La fruta prohibida

Era una mañana de febrero de 1982, los rayos del alba irrumpían el cuarto de Nivia y consiguieron despertarla. Era época de vacaciones y como el resto de los chicos que vivían en El Límite de El Chorrillo, la jovencita anhelaba gozar de su tiempo de ocio, así como de la vasta naturaleza de las faldas del cerro Ancón, próximo al barrio. Para desdicha de muchos, esa imponente naturaleza que les rodeaba pertenecía a la Zona del Canal, lo que la hacía poco accesible.

Aquella época en Panamá había bases militares de Estados Unidos y no se permitía el libre acceso a los nacionales a dicha área, que día y noche estaba acordonada y vigilada por soldados. Solo podían entrar los llamados “gringos” y empleados locales que trabajaban allí. Por ello, coloquialmente la bautizaron como “la zona prohibida”.

Nivia, quien ahora es mi madre, recuerda que ella junto a algunos chicos del barrio y su hermana mayor, Yacky, apreciaban desde sus balcones majestuosos árboles de mangos de todo tipo (huevo de toro, papaya, hilacho, entre otros), ubicados el censurado sector. En ese momento, una gran ventolina hizo acto de aparición y muchos frutos terminaron en el suelo, “nos dolía hasta en lo más profundo de nuestras jóvenes almas que esos “zonians” (estadounidenses que habitaban en la Zona del Canal) no pudieran apreciar semejante manjar tropical”, rememoró.

A pesar de haber aguantado por tanto tiempo, según Nivia, “ya no podíamos resistir al deseo de irrumpir el territorio “gringo” y obtener la fruta prohibida. Decidimos que cruzaríamos El Límite y nos escabulliríamos por la cerca, hasta al primer árbol de mango. Una vez ya adentrados en la zona, tomaríamos tantos frutos como nuestros pequeños brazos pudieran cargar y nos retiraríamos sigilosamente para no ser descubiertos por la patrulla y poder deleitarnos ya en nuestros balcones”.

Sin embargo, a Yacky se le ocurrió que pidieran permiso a los soldados para coger los mangos, porque siempre hay que ser honestos y decir la verdad.
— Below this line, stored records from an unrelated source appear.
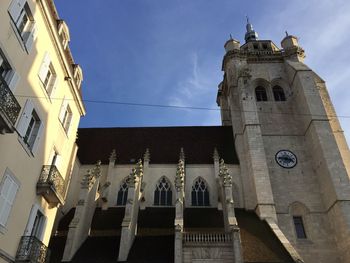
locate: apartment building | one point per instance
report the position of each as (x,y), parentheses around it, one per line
(40,109)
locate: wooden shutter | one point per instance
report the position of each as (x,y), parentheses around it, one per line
(63,110)
(25,118)
(7,196)
(38,138)
(15,9)
(14,79)
(44,68)
(54,86)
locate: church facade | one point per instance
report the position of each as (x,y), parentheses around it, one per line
(269,185)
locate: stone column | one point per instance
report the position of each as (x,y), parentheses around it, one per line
(80,225)
(131,213)
(229,212)
(146,160)
(179,207)
(107,195)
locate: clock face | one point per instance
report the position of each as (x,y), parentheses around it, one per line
(286,159)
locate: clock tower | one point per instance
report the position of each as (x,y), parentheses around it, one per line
(294,159)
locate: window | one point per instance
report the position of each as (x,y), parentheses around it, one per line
(47,75)
(278,93)
(7,74)
(23,22)
(260,94)
(36,223)
(299,227)
(30,126)
(65,116)
(32,130)
(8,190)
(200,193)
(63,32)
(122,193)
(163,193)
(78,75)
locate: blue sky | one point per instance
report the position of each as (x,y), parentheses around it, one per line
(170,52)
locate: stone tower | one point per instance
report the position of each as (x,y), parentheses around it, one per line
(294,159)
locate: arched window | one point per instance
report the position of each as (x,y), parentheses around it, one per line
(278,93)
(163,193)
(200,193)
(122,193)
(260,94)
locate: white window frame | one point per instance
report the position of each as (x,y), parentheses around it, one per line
(66,116)
(31,219)
(9,75)
(30,130)
(9,187)
(19,10)
(48,76)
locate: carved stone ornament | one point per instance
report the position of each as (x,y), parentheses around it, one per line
(244,72)
(132,178)
(88,179)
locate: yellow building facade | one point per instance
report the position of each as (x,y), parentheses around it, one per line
(40,109)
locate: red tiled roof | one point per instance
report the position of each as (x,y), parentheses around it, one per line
(164,144)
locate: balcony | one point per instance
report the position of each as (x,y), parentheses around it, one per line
(51,185)
(32,250)
(9,108)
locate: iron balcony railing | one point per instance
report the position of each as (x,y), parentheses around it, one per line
(9,106)
(32,250)
(51,185)
(217,237)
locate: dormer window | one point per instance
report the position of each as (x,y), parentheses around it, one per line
(63,32)
(278,93)
(260,94)
(78,75)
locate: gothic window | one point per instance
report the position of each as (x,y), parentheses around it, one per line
(163,193)
(122,193)
(200,193)
(260,94)
(278,93)
(299,227)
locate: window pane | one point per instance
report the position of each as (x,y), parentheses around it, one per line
(194,198)
(169,198)
(163,198)
(299,227)
(156,197)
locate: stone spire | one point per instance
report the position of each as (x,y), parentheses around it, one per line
(113,156)
(182,154)
(224,174)
(250,35)
(147,156)
(180,174)
(139,168)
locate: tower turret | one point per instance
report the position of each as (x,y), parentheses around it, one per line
(250,35)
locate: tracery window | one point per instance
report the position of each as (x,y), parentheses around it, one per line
(278,93)
(122,193)
(163,193)
(200,193)
(260,94)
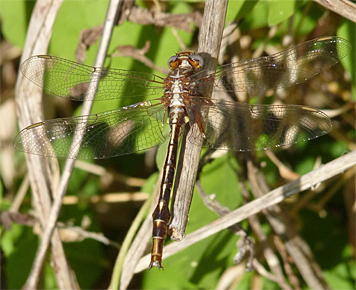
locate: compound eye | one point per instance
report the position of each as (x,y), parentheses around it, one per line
(172,62)
(197,58)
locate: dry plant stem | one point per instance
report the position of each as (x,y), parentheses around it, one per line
(209,45)
(270,256)
(335,167)
(114,284)
(52,217)
(29,111)
(344,8)
(211,37)
(282,226)
(140,243)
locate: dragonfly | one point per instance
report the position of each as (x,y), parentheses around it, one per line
(181,102)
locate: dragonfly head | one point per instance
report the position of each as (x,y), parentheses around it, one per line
(185,58)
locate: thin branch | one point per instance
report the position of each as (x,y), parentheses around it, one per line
(277,195)
(57,203)
(29,110)
(209,45)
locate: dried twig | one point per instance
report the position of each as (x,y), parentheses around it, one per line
(305,182)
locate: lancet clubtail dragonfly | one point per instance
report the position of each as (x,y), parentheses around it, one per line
(140,126)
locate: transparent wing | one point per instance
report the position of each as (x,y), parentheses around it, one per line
(71,80)
(279,70)
(112,133)
(244,127)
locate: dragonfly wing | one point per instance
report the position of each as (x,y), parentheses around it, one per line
(112,133)
(71,80)
(244,127)
(279,70)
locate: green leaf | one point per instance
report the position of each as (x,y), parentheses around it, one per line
(14,17)
(347,30)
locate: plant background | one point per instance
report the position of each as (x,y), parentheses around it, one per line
(328,231)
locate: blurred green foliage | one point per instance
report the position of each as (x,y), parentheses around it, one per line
(201,265)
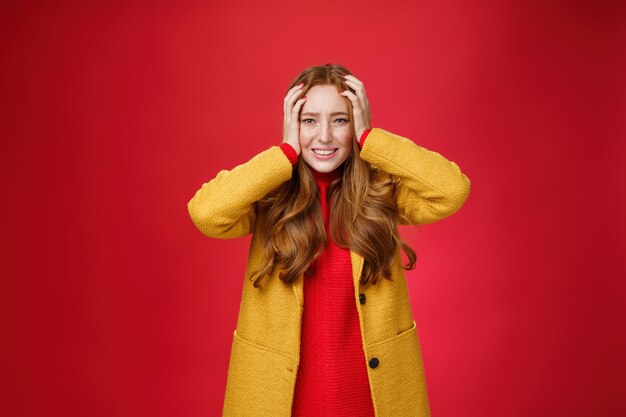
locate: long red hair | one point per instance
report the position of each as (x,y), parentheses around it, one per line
(364,217)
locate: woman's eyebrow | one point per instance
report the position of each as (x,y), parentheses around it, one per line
(337,113)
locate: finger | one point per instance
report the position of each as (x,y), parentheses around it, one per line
(293,92)
(296,108)
(356,104)
(351,77)
(359,89)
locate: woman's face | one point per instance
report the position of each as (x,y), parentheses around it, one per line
(325,133)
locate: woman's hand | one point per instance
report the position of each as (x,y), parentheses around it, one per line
(360,104)
(291,125)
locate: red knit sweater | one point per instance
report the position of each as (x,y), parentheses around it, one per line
(332,375)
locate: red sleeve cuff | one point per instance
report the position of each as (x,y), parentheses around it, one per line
(290,152)
(362,138)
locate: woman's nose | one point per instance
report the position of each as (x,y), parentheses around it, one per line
(324,134)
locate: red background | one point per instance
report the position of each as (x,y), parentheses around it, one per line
(114,304)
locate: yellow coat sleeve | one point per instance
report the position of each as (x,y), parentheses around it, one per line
(429,187)
(223,207)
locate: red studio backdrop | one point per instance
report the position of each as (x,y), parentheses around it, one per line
(112,303)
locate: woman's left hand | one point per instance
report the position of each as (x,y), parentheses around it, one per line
(360,104)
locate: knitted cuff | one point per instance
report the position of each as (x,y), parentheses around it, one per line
(290,152)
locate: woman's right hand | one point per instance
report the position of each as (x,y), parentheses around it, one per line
(291,125)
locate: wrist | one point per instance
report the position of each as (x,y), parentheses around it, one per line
(363,137)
El grupo de niños así lo hizo, cruzaron la calle de El Límite y fueron directo a la garita a hablar con los militares para recoger unos cuantos; como era de esperar, les dijeron que no, ya que la zona era de acceso restringido.

A pesar de ello, dijo Nivia, “decidimos tirar al traste la cordialidad y entramos a hurtadillas, llegando así al paraíso de los mangos. Empezamos a echar cuentos y antes de que nos diéramos cuenta estábamos sentados comiendo mangos. Eventualmente, el plan se nos olvidó y nos quedamos disfrutando de semejante festín. Aquellos instantes mágicos quedaron grabados en mi memoria para la mismísima eternidad”.

Lastimosamente, el fin de la aventura ocurrió cuando la patrulla de los militares gringos los descubrió y los devolvieron a la garita. “Esa tarde nos gritaron mucho e incluso nos amenazaron con enviarnos al Tutelar de Menores de El Chorrillo si volvíamos a entrar a la zona”, adujo. 

Aunque la operación terminó fallando, aquella anécdota de la preciada juventud de mi madre le llegará a la nueva generación, así como su amor por la deliciosa fruta prohibida.